This initiative includes funding for the daily running costs of the school, along with 200 scholarships a year
Cambodia has been devastated by political unrest, years of civil war, extreme poverty and widespread HIV/AIDS. The notorious Khmer Rouge regime that ruled Cambodia in the 1970s is estimated to have killed 1.5 million people. Teaching materials were systematically destroyed, schools were burned and many teachers were killed. Peace returned to Cambodia at the end of the 1990s, but the country still suffers from its violent past. The school system is now being rebuilt, starting from scratch. In 2009 the Hempel Foundation supported the construction of a new school in Battambang, close to the Thai border. The Cambodian government donated the ground, but before construction work could begin the ground had to be completely cleared of land mines, drained and levelled, and a new road intersection had to be built. The school opened its doors in November 2009, and was soon in use by 500 children, all eager to learn to read and write.
A total of 12 classrooms can accommodate up to 500 pupils, from 5 to 15 years of age. It has all the facilities children need for learning and recreation: computers, language laboratory, music room, art room, library, and a multi-functional gymnasium.
The 500 pupils include children from the nearby SOS Children's Village, children of middle-class families who are charged moderate school fees, and children from the poorest families in the area.

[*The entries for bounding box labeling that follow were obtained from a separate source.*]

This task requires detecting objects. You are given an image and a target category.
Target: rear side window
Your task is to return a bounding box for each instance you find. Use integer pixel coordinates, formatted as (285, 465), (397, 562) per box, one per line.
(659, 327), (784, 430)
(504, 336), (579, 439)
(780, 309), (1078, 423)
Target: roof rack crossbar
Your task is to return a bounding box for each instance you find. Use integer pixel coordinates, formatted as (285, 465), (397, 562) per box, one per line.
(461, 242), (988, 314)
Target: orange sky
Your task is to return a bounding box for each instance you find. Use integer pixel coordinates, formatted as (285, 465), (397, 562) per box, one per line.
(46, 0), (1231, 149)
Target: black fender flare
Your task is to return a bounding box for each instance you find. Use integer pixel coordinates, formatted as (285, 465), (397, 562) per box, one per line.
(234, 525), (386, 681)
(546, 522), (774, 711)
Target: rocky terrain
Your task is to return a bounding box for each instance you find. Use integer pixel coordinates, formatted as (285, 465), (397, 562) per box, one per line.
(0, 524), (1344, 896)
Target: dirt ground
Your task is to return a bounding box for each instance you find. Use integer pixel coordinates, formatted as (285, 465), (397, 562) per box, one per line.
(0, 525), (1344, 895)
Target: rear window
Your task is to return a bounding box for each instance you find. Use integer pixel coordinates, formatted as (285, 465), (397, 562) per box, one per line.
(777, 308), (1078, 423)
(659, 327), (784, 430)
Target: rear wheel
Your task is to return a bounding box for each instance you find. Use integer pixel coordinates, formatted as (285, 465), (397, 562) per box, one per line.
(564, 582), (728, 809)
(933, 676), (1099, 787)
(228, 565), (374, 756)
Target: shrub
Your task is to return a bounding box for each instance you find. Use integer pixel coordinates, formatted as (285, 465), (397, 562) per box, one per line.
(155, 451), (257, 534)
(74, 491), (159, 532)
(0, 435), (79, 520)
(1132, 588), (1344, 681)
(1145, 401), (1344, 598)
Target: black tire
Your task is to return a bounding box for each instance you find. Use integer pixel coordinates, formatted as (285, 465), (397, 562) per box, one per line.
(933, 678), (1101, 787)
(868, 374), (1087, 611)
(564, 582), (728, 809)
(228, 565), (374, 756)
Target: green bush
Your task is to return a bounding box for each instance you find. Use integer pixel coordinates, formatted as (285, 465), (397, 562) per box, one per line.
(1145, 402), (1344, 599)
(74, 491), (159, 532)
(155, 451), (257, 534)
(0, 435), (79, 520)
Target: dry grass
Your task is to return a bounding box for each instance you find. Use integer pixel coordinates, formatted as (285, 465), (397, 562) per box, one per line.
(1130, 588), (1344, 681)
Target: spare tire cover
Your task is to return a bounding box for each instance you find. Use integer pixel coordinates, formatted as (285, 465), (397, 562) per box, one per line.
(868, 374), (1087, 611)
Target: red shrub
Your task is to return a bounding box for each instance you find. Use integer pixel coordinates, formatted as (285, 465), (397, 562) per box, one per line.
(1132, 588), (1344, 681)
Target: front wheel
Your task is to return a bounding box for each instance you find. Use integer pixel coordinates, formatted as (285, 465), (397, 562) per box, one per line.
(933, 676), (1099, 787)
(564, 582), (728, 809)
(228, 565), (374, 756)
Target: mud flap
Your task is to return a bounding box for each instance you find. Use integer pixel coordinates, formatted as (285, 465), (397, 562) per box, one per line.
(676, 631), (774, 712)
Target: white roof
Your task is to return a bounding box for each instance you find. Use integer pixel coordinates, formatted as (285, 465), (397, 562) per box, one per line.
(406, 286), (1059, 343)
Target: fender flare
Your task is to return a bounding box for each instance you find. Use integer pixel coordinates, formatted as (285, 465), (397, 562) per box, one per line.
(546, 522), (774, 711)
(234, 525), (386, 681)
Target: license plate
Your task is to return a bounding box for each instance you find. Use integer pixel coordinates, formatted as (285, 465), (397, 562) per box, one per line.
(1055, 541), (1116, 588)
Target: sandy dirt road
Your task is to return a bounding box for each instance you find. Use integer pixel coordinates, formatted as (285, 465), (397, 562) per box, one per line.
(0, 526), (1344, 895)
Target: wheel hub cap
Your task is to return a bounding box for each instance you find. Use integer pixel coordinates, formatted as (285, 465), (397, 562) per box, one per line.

This mix of children from different backgrounds helps them to develop their social skills and form networks across socioeconomic boundaries.
The Hempel Foundation provides funding for the school's daily running costs, along with 200 scholarships a year to ensure that the poorest children in the area have the chance to attend school. These scholarships cover school fees and other requirements such as uniforms, shoes, schoolbags, books and lunch. The provision of lunch at school ensures that the children eat at least one good, nutritious meal each day, which enhances their learning outcomes.
The project is a partnership with SOS Children's Villages.